Dr.Kor konuşmasına şöyle devam etti : ” Bu emperyalist projesinin etkisinin bir veba gibi dünyaya yayılmasını önlemek için bu tedbirler uygulanıyor, ilgili ülkeler bunun için yüz milyarlarca dolar harcıyor. Bu yöntem ise, “bir elde yemek, bir elde sopa” stratejisidir, ancak Çin ve Rusya ‘ye ait yasaklı şirketlerle iş yapan ülkelere yaptırım uygulamak için ikinci bir tedbire (Sopaya) ihtiyaç vardır. Çin’in ekonomik gücü asla hafife alınmamalıdır. Çin’in birçok güçlü yönü var.
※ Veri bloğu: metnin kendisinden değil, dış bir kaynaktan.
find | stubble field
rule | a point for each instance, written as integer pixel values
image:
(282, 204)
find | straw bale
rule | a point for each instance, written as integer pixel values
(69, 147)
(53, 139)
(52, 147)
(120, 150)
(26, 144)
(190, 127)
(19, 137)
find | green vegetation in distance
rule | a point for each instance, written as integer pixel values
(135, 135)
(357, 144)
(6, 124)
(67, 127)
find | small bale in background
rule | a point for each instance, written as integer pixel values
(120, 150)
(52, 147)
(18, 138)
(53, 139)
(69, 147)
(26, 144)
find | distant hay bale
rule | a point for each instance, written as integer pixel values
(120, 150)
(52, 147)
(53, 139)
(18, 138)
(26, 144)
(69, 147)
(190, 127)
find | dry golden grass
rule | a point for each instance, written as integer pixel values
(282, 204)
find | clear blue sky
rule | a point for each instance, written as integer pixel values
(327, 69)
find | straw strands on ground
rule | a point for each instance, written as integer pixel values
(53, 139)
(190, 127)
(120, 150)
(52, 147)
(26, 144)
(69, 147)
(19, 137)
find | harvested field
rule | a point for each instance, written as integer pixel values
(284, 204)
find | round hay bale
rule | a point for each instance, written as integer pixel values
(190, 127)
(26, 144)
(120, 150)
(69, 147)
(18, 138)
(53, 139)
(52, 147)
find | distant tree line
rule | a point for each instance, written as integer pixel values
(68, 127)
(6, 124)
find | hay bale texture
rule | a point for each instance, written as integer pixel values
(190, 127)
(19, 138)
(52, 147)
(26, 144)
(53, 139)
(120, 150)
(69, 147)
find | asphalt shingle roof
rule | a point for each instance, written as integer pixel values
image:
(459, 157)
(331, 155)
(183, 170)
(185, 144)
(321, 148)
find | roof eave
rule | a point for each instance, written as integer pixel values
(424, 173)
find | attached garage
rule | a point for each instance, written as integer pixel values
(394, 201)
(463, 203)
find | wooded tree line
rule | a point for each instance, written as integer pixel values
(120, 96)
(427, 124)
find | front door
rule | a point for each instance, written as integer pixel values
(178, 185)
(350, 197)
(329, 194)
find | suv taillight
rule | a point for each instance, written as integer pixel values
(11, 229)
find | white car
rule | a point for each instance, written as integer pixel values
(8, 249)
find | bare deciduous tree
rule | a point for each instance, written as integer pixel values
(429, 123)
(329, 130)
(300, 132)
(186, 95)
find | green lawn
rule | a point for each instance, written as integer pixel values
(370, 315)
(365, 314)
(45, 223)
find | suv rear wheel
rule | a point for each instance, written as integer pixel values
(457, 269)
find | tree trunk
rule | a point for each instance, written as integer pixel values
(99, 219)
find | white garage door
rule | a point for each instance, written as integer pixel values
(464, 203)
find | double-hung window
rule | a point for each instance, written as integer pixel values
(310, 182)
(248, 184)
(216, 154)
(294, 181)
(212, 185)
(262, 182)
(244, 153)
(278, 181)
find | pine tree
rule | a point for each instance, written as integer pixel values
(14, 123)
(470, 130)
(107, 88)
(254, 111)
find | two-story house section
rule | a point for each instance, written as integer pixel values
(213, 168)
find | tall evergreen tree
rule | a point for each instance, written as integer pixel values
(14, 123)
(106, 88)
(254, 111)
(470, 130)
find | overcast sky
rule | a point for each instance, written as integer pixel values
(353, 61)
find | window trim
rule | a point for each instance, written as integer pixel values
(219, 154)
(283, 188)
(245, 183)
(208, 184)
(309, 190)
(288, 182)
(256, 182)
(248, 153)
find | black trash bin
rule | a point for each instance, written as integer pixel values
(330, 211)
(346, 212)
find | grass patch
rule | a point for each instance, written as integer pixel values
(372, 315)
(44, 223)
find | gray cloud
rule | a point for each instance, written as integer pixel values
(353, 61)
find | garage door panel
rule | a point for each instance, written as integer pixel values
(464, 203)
Sırf kısa vadeli maddi sıkıntıları yüzünden onun bu emperyalist projesiyle mücadele etmekten ve engelleme girişimlerinden asla vazgeçmemeliyiz. Çin, 1960’lardaki acınacak yoksulluktan günümüzdeki dünyanın en büyük satın alma gücüne sahip bir ülke haline gelmiştir. Çin demokratik değerlere ve insan haklarına saygılı bir yönetim tarzını benimseyene kadar hiç kimse başını yastığının yükseğine koyarak rahatça uyumamalıdır.”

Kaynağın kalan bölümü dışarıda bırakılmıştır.